Disons-le d’entrée de jeu, cet essai est tout sauf rébarbatif. Son auteur, Jean-François Lépine, est un de nos plus grands communicateurs. Il est capable de rendre très concrètes des situations bien étrangères à nos préoccupations. Son texte, au style limpide et haletant, est émaillé d’exemples qui nous parlent.

Sa connaissance de la Chine repose sur une curiosité qui remonte à la découverte de l’album de Tintin Le lotus bleu quand il avait 7-8 ans. Elle s’approfondit au cours des quatre années passées à Pékin comme correspondant de Radio-Canada/CBC (1982-1986).
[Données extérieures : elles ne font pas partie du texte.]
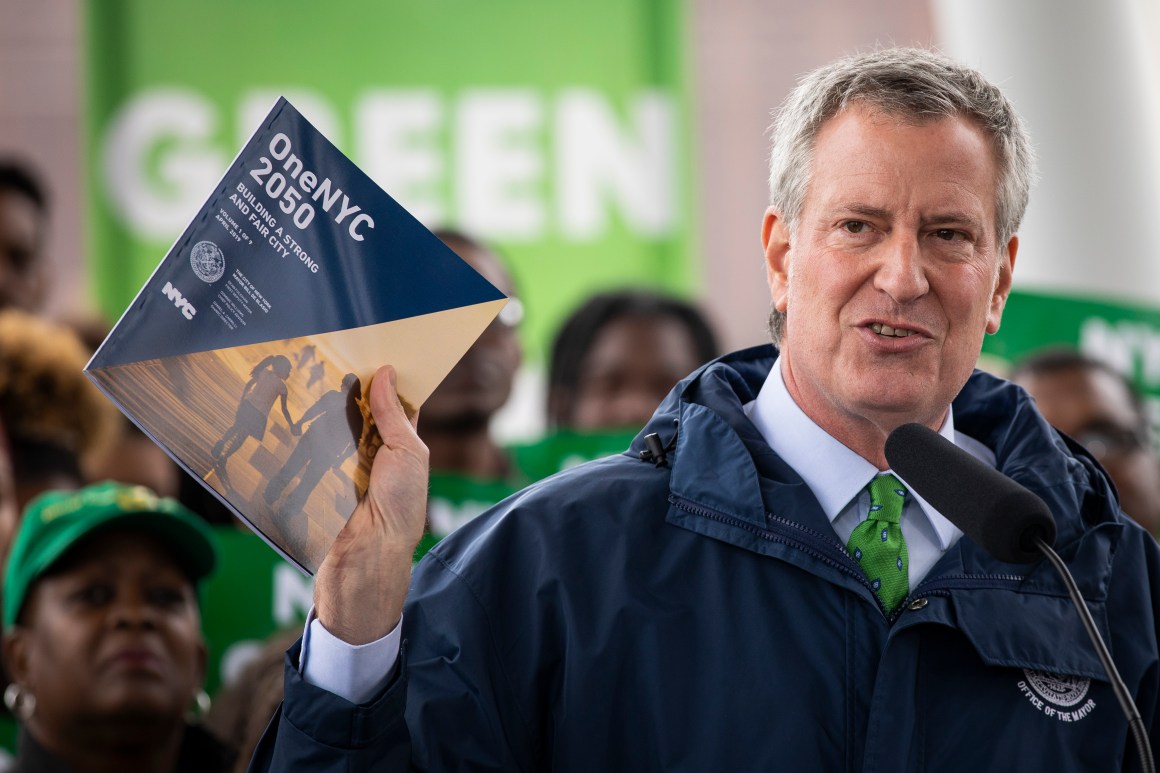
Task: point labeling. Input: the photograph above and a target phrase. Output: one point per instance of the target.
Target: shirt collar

De 1986 à 2008, il raffine sa compréhension du pays  à l’occasion de nombreux séjours, et la met à jour en passant six ans à Shanghai à titre de directeur des représentations du Québec en Chine (2016-2022).

Au-delà de cette connaissance fine du pays, c’est toute la personnalité de Jean-François Lépine qui rejaillit dans cet ouvrage. On le sent au fil des pages que cet homme, toujours curieux des autres, habile à créer et entretenir des liens, est passionné par la Chine, admiratif de son peuple et de sa culture millénaire. Mais le journaliste cérébral et lucide n’est jamais loin non plus.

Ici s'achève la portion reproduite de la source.